Охрана купцов и оставшегося в живых араба была либо перебита, либо разбежалась. Никто не мешал Командору и спецназовцам вытащить из грузовика ящик с комплексом.
— Все, ребята, уходим, — приказал Командор. И тут где-то рядом взревел мощный двигатель,
огромной силы удар разнес в щепки ворота древнего караван-сарая, и на площадь выкатился танк.
— Твою мать! — спецназовцы вскинули автоматы.
Танк остановился, из люка вылез бородатый моджахед в полосатом халате.
— Командор! — радостно заорал «туземец». — Танк-то наш! Смотри, и звезда на броне, и даже номер сохранились. Командор, давай до границы на нем махнем. Тут всего-то полторы сотни километров, горючки в баках хватит.
— У тебя с головой все в порядке? — поинтересовался Командор.
— Командор, он же наш! Пусть духи знают: русские своего оружия не бросают.
Идея была правильная.
— Добро, — согласился Командор.
Через минуту танк выехал из ворот базара. Группа сидела на броне.
В семь утра Осоргин отправился на прогулку со своим любимчиком рыжим колли Грэем. Выйдя в отставку, генерал армии Алексей Федорович Осоргин большую часть времени жил на даче, и утренняя прогулка входила в обязательное расписание дневных занятий. В семьдесят с небольшим генерал выглядел много моложе своих лет — худощавый, стройный, с прямой спиной и плечами, которые не согнуло бремя лет. На него все еще с интересом поглядывали женщины. В движениях генерала сохранилась сухая, нервная легкость, отличавшая его и в молодости.
После прогулки генерал приготовил завтрак и накрыл в саду стол на двоих.
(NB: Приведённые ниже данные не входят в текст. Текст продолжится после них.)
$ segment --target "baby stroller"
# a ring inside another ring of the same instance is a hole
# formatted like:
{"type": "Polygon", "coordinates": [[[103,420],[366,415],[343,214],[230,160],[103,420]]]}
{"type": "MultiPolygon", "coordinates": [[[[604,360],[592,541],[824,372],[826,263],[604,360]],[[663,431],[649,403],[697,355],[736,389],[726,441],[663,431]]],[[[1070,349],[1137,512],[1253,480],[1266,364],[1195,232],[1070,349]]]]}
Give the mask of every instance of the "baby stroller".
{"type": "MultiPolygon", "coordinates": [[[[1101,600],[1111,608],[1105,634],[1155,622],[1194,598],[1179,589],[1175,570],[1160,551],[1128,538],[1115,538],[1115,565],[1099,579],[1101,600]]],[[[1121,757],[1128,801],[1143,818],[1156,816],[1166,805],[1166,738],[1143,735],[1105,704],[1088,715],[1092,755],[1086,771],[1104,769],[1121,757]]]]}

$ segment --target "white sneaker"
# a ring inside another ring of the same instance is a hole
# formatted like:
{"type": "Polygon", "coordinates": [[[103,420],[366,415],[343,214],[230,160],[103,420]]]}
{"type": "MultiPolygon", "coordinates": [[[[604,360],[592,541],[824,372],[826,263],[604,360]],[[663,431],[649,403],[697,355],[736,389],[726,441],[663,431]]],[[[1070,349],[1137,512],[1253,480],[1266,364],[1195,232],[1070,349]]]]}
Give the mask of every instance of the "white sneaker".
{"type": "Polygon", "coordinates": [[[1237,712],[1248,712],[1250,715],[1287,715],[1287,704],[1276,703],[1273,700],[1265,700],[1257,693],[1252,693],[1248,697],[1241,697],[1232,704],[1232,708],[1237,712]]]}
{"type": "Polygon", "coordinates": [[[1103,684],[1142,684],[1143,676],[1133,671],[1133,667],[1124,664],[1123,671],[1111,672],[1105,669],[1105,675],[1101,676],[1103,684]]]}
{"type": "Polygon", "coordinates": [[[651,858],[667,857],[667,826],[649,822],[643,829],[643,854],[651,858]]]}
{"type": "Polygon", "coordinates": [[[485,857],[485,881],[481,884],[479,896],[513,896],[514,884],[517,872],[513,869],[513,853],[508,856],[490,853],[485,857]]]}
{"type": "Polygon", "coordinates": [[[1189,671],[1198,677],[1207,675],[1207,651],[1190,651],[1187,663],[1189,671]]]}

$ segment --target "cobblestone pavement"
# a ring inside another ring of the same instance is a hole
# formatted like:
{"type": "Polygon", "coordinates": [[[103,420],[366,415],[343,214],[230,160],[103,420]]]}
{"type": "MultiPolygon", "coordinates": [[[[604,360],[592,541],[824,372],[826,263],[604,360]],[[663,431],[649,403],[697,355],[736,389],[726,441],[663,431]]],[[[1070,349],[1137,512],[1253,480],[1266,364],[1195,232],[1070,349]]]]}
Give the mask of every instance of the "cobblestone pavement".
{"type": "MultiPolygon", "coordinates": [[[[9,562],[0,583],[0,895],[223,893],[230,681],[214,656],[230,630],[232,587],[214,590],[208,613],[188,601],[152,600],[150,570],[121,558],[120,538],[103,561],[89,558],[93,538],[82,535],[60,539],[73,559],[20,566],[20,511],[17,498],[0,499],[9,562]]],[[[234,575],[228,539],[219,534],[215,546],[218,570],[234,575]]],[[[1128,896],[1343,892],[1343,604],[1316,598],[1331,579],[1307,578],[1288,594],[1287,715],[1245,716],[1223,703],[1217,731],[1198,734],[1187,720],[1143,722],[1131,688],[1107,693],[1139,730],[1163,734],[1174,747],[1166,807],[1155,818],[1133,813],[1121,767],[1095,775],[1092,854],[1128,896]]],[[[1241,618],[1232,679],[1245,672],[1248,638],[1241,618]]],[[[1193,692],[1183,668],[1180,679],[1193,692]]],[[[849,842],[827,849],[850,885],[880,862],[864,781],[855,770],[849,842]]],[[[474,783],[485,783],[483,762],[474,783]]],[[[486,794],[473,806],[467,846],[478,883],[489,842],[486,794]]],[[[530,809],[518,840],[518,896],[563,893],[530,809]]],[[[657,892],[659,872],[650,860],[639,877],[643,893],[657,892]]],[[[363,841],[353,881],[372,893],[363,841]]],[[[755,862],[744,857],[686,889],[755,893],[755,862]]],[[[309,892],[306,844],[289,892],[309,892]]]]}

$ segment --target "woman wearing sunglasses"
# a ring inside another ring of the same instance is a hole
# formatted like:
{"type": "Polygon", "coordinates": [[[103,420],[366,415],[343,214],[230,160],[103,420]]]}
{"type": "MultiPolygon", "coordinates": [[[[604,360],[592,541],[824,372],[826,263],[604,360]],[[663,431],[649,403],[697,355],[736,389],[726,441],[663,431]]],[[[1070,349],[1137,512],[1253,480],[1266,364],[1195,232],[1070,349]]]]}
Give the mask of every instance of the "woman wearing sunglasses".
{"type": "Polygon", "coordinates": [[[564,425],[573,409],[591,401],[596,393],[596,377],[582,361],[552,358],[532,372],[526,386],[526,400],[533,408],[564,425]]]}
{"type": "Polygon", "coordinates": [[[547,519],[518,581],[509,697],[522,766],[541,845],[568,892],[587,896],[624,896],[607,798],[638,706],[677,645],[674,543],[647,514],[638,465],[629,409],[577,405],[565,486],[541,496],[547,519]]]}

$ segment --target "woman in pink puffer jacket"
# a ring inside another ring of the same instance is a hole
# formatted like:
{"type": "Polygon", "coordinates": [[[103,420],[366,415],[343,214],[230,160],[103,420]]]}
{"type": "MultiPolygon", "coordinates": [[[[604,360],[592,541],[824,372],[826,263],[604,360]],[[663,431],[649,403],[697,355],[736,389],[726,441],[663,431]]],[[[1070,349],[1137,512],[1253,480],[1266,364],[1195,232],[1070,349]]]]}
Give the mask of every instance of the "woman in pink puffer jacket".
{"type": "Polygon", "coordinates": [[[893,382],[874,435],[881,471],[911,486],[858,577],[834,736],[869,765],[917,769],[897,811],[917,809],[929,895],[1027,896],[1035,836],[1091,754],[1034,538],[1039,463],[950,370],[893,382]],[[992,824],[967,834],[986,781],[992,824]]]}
Но завтракал, впрочем, как обычно, в одиночестве. Поев, посидел еще некоторое время, наслаждаясь ласковым солнечным утром, и пошел в дом.
В кабинете за стеклами книжных шкафов стояли фотографии сына — Георгия Осоргина — Егора, как называл его отец. Осоргин с нежностью скользнул по фотографиям взглядом. На одной из них Егор запечатлен пятилетним мальчиком на руках у отца, на другой — угловатый подросток. Смущенно улыбаясь, Егор, уже юноша с редкими волосками над верхней губой, смотрит со следующего снимка. Алексей Федорович прекрасно помнил день, когда сын поступил в университет: раскрасневшийся и гордый, Егор выбежал из старого здания «альма-матер», сунул в руку такому же гордому однокурснику фотоаппарат и попросил снять его вдвоем с отцом.
Егор, родившийся, когда Осоргину стукнуло уже пятьдесят, стал его величайшим счастьем, его радостью, а теперь, после ухода со службы, и всем смыслом жизни.
Осоргин подошел к письменному столу и посмотрел на портреты, стоящие радом. Со старых фотографий в простых деревянных рамках на него смотрели две женщины. Одну из них Осоргин любил всю жизнь — любил со всей страстью, но безнадежно. Люба была женой человека, с которым Осоргин близко сошелся, когда учился в военной академии. Георгий стал тем единственным настоящим другом, горячую сердечную привязанность к которому Осоргин пронес через всю жизнь, несмотря на то что виделись редко — служба часто разводила их на долгие годы. Когда родился сын, Георгия уже не было в живых. Осоргин назвал сына в честь друга.